Die gut gewählten Darsteller können den stereotypen Vorgaben ihrer Figuren noch sehr viel eigenständige Wesenszüge abgewinnen, ohne dabei jemanden besonders hervorheben zu müssen. Außer Kurt. Die Regel, dass Kino für die großen Schauwerte da ist, und Bildschirm für die ausgefeilteren Geschichten, kommt bei MONARCH voll zum tragen. Den Figuren, denen man einen anziehenden Charme dann doch nicht abstreiten kann, folgt man sehr schnell auf dem spannenden Weg.
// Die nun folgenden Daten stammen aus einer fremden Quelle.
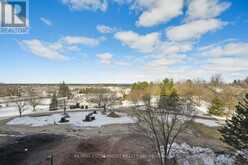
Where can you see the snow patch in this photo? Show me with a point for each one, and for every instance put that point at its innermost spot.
(76, 119)
(209, 123)
(187, 155)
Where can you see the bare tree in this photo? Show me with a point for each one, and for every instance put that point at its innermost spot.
(216, 80)
(162, 125)
(21, 104)
(34, 100)
(108, 100)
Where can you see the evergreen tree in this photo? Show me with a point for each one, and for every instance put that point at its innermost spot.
(64, 90)
(235, 131)
(217, 107)
(54, 103)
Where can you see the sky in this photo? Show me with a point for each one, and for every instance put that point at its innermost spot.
(124, 41)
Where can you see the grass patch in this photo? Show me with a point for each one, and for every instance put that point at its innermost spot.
(205, 131)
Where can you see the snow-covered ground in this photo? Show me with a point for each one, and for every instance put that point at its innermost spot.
(13, 111)
(202, 108)
(187, 155)
(76, 119)
(209, 123)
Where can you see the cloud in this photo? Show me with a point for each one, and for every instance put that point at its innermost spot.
(151, 43)
(59, 49)
(105, 58)
(238, 49)
(225, 58)
(157, 11)
(94, 5)
(193, 30)
(105, 29)
(46, 21)
(81, 40)
(204, 9)
(143, 43)
(165, 61)
(43, 50)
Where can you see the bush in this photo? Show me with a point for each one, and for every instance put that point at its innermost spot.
(217, 107)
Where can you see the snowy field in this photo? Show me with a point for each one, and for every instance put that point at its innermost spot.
(13, 111)
(188, 155)
(76, 119)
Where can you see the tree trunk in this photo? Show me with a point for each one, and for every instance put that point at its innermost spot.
(64, 107)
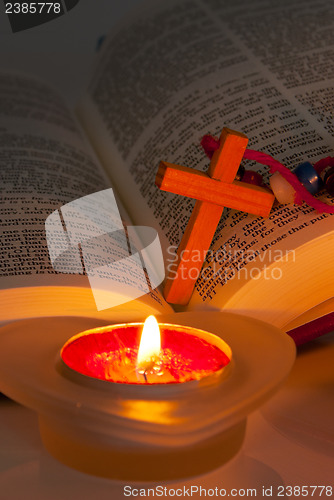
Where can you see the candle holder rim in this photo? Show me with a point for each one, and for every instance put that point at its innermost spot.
(207, 380)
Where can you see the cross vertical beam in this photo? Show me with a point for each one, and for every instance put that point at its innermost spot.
(204, 221)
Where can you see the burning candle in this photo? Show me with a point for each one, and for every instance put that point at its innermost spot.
(134, 353)
(137, 429)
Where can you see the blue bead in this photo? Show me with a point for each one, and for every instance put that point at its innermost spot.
(308, 176)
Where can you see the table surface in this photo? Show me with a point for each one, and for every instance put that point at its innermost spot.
(296, 452)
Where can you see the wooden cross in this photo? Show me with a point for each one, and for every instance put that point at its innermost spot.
(213, 191)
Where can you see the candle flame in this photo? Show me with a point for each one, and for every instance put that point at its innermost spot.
(150, 344)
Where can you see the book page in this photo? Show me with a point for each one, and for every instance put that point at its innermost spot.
(45, 165)
(192, 68)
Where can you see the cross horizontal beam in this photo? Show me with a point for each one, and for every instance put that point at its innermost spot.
(194, 184)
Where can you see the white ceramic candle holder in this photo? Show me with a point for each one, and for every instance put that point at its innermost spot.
(143, 432)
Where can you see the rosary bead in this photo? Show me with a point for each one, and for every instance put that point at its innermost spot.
(329, 181)
(240, 173)
(282, 189)
(308, 176)
(252, 177)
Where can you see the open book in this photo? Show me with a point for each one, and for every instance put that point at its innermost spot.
(166, 77)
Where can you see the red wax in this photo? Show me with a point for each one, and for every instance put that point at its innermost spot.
(111, 354)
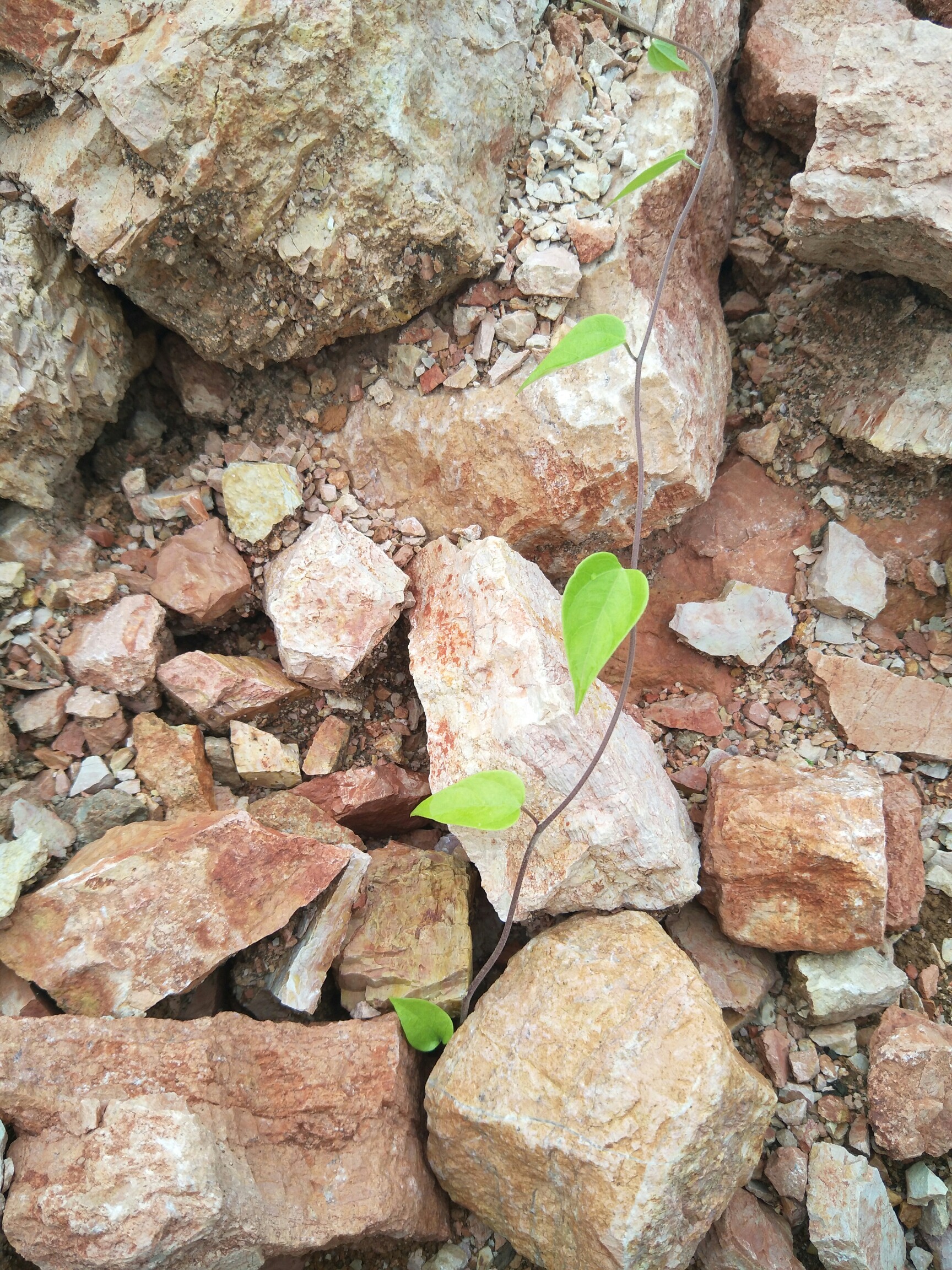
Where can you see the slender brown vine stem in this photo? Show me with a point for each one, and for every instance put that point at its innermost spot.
(639, 358)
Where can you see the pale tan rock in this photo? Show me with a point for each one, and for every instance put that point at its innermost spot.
(795, 859)
(739, 978)
(172, 763)
(883, 712)
(68, 366)
(412, 939)
(210, 1145)
(149, 910)
(120, 649)
(592, 1109)
(220, 688)
(489, 666)
(262, 760)
(201, 574)
(874, 191)
(332, 598)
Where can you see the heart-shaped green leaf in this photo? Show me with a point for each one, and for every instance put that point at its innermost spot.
(588, 338)
(650, 173)
(601, 605)
(424, 1024)
(485, 800)
(663, 56)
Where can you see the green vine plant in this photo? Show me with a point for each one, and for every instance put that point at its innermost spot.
(602, 601)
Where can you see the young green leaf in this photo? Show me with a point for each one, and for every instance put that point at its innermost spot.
(663, 56)
(650, 173)
(588, 338)
(485, 800)
(424, 1024)
(601, 605)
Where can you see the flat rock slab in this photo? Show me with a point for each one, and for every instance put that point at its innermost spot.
(795, 859)
(592, 1109)
(489, 666)
(150, 910)
(879, 711)
(170, 1143)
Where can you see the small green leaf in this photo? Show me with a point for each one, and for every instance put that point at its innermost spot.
(485, 800)
(663, 56)
(424, 1024)
(601, 605)
(650, 173)
(588, 338)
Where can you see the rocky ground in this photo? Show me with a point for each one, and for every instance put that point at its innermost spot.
(282, 552)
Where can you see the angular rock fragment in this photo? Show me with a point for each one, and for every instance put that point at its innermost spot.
(201, 574)
(220, 688)
(374, 801)
(516, 1103)
(795, 859)
(120, 649)
(852, 1223)
(883, 712)
(172, 762)
(149, 910)
(489, 666)
(412, 939)
(748, 623)
(872, 196)
(332, 596)
(164, 1139)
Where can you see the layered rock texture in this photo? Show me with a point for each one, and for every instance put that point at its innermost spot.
(597, 1013)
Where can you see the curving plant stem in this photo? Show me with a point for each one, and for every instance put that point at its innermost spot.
(639, 358)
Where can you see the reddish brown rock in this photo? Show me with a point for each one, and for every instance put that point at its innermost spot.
(901, 809)
(121, 648)
(201, 574)
(795, 859)
(215, 1142)
(220, 688)
(149, 910)
(748, 1236)
(374, 801)
(172, 762)
(911, 1085)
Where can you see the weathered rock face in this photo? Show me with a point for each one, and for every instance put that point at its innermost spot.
(795, 860)
(236, 120)
(787, 52)
(66, 358)
(872, 197)
(149, 910)
(412, 939)
(152, 1142)
(489, 666)
(518, 1128)
(333, 596)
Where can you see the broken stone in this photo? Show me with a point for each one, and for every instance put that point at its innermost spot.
(258, 497)
(332, 596)
(120, 649)
(172, 763)
(262, 760)
(852, 1223)
(148, 1148)
(795, 859)
(150, 910)
(220, 688)
(485, 636)
(624, 988)
(745, 621)
(412, 939)
(847, 578)
(201, 574)
(843, 986)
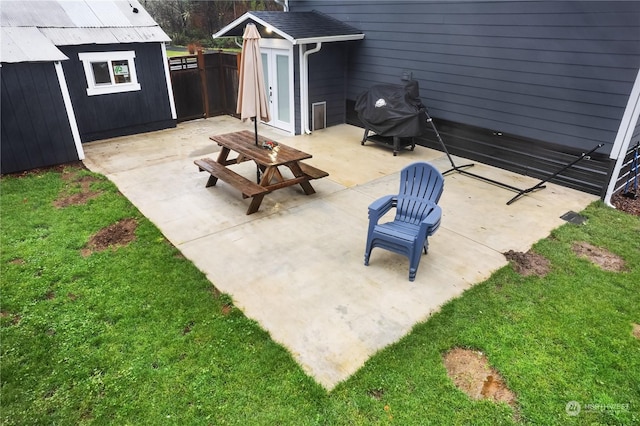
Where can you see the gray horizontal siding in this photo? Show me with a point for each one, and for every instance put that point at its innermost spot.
(555, 71)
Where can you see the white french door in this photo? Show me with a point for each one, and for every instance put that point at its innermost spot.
(278, 78)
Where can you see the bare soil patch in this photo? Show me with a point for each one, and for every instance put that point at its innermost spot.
(601, 257)
(472, 374)
(78, 191)
(15, 318)
(636, 331)
(119, 234)
(529, 263)
(626, 204)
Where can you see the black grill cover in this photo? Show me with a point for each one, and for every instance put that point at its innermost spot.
(393, 110)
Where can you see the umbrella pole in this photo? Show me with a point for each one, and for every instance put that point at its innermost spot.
(255, 128)
(255, 132)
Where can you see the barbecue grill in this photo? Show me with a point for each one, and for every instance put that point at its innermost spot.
(394, 113)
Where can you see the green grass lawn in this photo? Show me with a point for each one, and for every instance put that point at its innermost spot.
(137, 335)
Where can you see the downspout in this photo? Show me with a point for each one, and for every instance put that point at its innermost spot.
(304, 86)
(623, 137)
(71, 115)
(167, 75)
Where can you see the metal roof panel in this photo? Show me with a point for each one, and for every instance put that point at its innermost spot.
(33, 14)
(76, 36)
(27, 44)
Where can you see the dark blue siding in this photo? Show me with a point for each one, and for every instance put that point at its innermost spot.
(35, 126)
(119, 114)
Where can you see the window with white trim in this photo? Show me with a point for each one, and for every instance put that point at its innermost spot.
(109, 72)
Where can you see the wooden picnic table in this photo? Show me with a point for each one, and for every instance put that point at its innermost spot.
(269, 162)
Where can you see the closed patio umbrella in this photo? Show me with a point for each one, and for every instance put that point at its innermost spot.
(252, 96)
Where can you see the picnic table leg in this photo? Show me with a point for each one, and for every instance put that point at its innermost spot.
(297, 172)
(255, 203)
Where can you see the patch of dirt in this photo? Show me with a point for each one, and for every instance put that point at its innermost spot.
(529, 263)
(15, 318)
(119, 234)
(636, 331)
(601, 257)
(226, 309)
(626, 204)
(78, 191)
(472, 374)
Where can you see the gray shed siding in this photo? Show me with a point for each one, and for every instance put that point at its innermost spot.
(327, 81)
(35, 126)
(558, 72)
(119, 114)
(555, 71)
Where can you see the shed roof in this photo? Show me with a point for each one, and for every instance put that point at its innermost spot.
(31, 30)
(297, 27)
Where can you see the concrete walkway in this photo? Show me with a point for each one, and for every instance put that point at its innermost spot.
(296, 266)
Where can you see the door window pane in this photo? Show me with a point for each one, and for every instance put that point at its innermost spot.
(282, 73)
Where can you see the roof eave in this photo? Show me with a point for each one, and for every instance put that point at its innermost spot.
(329, 39)
(246, 17)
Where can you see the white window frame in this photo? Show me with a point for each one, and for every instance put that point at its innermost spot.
(101, 89)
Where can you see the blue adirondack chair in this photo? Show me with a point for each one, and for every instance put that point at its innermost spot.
(417, 215)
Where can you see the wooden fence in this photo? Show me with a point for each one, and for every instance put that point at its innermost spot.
(204, 85)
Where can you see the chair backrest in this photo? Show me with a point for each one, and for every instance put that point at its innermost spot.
(421, 186)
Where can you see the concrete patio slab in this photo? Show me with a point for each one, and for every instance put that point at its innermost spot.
(296, 266)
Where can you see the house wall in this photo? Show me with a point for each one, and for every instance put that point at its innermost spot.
(553, 71)
(119, 114)
(327, 81)
(35, 126)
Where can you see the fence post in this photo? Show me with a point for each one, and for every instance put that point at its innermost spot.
(203, 78)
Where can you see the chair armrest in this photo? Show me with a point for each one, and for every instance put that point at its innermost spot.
(430, 223)
(381, 206)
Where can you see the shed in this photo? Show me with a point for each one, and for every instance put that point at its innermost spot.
(78, 71)
(523, 85)
(305, 60)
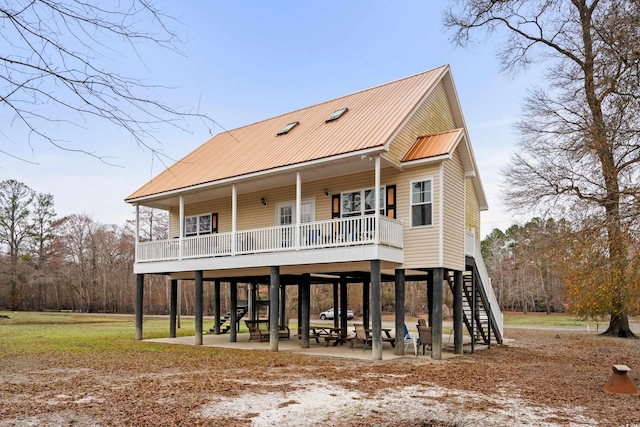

Als Fan der alten Schule, aber gewiss auch als Quereinsteiger, will man unbedingt die Geheimnisse um Monarch ergründen.
Die Drehbücher sind gut gefüllt mit cleverer Verwendung von zeitgeistigen Besonderheiten und Zitaten, wie zum Beispiel die peinliche Situation in einem Fluchtwagen mit Starterknopf anstelle eines Zündschlüssels. Und klugen Erinnerungen an die Vergangenheit, wenn 1952 ein amerikanischer General im Beisein einer Japanerin die geforderte Menge Uran mit der Menge vergleicht die auf »die Japsen« abgeworfen wurde. Solche kleinen Einwürfe sind aber nicht mit dem großen Ausrufezeichen eingebunden, sondern fließen immer wieder mit sehr viel Gespür für die Situation ein.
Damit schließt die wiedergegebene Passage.